Ceci peut être illustré par l’exemple d’un jeu. Les images de différents bâtiments célèbres sont projetées sur un écran, comme la Statue de la Liberté ou la Tour Eiffel. Au début, le projecteur est flou et on ne voit que de vagues impressions de couleurs sans contours précis. Petit à petit, l’image devient plus nette. La première personne à reconnaître le bâtiment gagne. Cet exemple montre comment l’esprit et la mémoire combinent les impressions sensorielles en un tout. Ce n’est que de cette façon qu’un lien entre les impressions se crée et que l’on reconnaît le bâtiment. Kant appelle ce processus la « synthèse du multiple ».
On peut supposer que ce processus se déroule également chez les animaux. Pour eux aussi, la perception les aide à identifier des objets dans leur environnement. Chez l’homme, cependant, le processus est différencié de manière plus aiguë par l’interaction entre la pensée conceptuelle et le langage.
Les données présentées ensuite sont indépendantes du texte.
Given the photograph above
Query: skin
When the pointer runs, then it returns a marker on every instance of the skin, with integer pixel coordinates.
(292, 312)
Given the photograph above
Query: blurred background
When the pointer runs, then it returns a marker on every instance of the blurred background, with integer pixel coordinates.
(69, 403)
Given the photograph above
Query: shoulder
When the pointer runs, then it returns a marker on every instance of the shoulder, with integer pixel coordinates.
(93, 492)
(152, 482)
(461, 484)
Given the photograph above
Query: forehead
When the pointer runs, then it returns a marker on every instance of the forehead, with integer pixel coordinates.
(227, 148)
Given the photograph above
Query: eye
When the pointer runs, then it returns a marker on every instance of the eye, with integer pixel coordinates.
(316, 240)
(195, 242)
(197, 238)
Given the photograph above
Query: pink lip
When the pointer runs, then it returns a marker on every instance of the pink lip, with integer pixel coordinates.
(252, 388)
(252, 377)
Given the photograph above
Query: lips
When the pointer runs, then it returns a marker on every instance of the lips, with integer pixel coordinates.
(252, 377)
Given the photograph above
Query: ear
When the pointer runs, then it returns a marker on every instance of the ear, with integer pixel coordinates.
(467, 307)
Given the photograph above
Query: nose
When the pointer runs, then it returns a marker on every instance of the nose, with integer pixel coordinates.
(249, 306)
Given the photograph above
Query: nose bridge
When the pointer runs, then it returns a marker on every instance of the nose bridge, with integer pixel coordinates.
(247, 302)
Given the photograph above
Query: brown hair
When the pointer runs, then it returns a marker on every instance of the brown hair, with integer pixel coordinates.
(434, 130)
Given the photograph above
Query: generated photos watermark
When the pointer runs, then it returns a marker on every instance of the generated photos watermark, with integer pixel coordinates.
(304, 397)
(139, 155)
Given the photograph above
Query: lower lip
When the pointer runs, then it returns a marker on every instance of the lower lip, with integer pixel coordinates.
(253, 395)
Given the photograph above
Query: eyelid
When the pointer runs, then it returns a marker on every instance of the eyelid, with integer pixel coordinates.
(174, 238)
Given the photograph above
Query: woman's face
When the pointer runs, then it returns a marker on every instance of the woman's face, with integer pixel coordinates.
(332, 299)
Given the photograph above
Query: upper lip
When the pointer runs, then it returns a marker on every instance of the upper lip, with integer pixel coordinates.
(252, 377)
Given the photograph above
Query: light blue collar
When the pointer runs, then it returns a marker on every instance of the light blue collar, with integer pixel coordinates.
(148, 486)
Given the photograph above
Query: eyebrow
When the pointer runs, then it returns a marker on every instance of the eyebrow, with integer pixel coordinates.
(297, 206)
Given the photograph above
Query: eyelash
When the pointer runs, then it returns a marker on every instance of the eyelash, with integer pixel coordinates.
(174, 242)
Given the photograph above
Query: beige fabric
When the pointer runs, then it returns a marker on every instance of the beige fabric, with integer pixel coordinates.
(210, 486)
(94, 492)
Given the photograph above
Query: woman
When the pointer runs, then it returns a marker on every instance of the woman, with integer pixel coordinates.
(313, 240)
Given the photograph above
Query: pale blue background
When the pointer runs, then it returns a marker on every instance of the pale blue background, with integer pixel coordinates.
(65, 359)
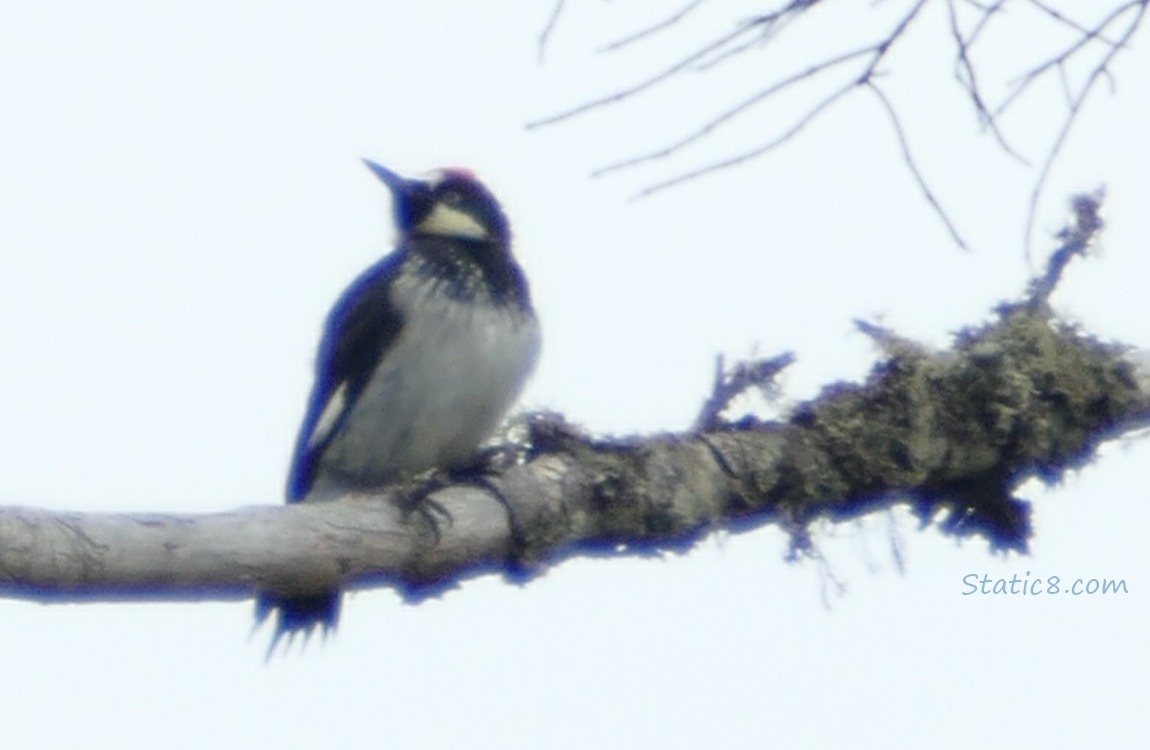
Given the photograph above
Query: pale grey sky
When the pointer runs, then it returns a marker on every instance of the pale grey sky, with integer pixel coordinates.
(182, 200)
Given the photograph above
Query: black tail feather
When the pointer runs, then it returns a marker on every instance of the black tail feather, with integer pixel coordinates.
(298, 614)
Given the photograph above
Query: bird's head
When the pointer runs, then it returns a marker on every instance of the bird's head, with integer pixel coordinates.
(447, 203)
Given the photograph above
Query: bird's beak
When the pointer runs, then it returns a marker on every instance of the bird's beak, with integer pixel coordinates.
(391, 180)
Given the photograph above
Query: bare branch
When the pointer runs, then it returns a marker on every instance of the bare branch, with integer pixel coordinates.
(737, 159)
(1112, 32)
(730, 114)
(545, 35)
(966, 77)
(666, 23)
(909, 160)
(717, 46)
(626, 93)
(955, 431)
(1075, 107)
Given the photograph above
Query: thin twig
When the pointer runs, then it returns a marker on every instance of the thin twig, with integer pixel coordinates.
(666, 23)
(726, 116)
(1075, 107)
(966, 77)
(909, 159)
(545, 35)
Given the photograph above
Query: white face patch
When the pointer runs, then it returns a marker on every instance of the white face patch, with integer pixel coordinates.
(331, 412)
(452, 222)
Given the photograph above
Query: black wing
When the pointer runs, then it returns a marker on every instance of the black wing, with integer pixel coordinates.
(359, 329)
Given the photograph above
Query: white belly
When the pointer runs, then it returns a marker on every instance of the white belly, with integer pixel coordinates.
(439, 391)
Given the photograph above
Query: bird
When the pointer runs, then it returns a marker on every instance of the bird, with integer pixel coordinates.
(420, 360)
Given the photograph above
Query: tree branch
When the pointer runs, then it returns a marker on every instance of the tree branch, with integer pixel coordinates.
(955, 430)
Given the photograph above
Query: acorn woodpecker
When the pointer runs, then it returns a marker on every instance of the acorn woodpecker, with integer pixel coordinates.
(420, 360)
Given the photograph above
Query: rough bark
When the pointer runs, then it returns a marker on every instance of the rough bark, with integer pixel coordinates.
(955, 430)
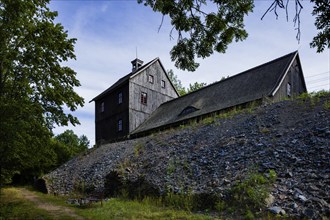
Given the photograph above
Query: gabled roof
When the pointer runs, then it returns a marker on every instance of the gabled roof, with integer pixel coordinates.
(250, 85)
(125, 79)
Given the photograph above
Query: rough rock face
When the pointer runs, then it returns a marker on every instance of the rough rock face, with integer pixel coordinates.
(291, 137)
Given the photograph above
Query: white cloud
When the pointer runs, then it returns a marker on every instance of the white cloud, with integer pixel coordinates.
(109, 32)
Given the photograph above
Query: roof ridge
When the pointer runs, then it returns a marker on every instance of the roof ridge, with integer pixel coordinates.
(234, 76)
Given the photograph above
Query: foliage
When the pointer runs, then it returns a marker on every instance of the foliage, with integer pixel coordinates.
(34, 86)
(69, 145)
(14, 206)
(196, 86)
(148, 208)
(207, 26)
(182, 201)
(322, 23)
(176, 83)
(201, 33)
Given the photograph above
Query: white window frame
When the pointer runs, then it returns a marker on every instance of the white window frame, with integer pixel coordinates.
(120, 98)
(102, 107)
(144, 98)
(150, 78)
(162, 83)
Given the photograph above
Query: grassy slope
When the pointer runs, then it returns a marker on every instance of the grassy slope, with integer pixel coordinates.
(14, 206)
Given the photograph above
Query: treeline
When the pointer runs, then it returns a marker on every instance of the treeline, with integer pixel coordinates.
(35, 88)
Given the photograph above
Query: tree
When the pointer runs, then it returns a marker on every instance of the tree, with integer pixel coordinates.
(322, 22)
(201, 33)
(178, 85)
(207, 26)
(68, 144)
(34, 85)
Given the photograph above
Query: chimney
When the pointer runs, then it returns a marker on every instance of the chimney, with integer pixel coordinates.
(136, 64)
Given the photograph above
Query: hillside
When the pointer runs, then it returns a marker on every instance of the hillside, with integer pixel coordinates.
(209, 158)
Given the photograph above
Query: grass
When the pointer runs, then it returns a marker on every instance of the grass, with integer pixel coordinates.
(127, 209)
(14, 206)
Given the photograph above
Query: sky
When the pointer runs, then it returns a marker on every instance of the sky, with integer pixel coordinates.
(112, 33)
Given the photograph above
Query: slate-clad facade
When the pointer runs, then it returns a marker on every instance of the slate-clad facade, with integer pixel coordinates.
(269, 82)
(145, 100)
(129, 102)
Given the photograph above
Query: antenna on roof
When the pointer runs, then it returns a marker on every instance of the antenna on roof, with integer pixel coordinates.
(136, 52)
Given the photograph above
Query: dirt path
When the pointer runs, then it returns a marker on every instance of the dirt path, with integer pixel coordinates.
(54, 210)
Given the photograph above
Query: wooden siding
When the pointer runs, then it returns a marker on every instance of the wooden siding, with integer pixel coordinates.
(106, 123)
(295, 78)
(157, 95)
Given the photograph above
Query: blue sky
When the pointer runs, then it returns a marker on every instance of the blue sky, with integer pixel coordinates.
(109, 33)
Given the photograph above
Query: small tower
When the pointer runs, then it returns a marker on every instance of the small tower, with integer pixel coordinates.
(136, 64)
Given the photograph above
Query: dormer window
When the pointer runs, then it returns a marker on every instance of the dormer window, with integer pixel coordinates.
(162, 83)
(136, 64)
(151, 78)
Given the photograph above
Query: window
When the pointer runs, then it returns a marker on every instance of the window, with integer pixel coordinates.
(188, 110)
(102, 107)
(120, 98)
(288, 89)
(144, 98)
(151, 78)
(163, 83)
(120, 125)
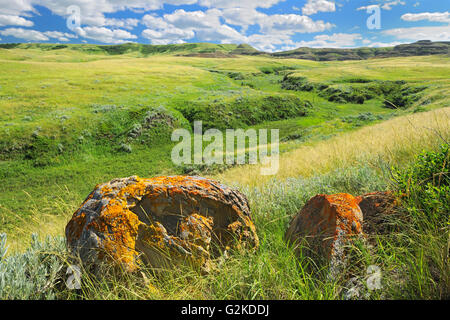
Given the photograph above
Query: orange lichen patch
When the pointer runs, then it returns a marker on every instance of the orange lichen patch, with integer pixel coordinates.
(119, 225)
(327, 222)
(377, 209)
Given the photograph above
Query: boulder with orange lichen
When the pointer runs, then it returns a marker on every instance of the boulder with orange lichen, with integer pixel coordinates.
(324, 227)
(160, 221)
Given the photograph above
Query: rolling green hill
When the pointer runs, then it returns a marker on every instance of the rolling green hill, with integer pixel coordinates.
(74, 116)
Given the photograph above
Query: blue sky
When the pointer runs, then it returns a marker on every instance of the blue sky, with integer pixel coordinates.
(268, 25)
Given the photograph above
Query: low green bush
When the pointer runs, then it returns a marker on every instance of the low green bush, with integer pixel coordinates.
(426, 185)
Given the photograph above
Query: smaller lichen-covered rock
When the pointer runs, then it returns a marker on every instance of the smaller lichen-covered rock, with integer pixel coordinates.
(378, 208)
(325, 225)
(160, 221)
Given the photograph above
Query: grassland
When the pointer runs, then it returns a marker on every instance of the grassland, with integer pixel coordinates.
(68, 121)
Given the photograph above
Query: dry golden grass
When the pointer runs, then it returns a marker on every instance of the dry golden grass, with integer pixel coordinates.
(392, 141)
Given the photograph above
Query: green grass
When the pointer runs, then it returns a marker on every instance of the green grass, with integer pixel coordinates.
(68, 121)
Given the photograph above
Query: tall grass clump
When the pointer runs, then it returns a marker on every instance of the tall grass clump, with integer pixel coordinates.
(33, 274)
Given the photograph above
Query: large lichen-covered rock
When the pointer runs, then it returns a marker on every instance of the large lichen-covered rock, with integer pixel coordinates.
(160, 221)
(324, 227)
(378, 209)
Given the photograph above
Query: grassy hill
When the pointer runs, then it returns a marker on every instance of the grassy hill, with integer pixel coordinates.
(77, 115)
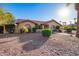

Ce processus joue également un rôle important dans la reconnaissance technique des images : les différents points de données d’une caméra numérique sont traités par divers outils techniques de manière à pouvoir reconnaître des objets, par exemple des lettres sur une enveloppe ou des véhicules dans le trafic routier.
Mais les contenus de la mémoire et de l’esprit ne sont pas les seuls à affluer dans nos perceptions sensorielles et à les influencer. D’autres contenus mentaux jouent également un rôle décisif. Les perceptions naissent à l’intersection des sens et de la conscience. Nos désirs ou nos craintes ont une influence importante sur ce que nous voyons. Dans la vie quotidienne, on parle parfois de ne voir que ce que l’on veut voir, ou que ce à quoi on est sensibilisé, avant même l’expérience perceptive.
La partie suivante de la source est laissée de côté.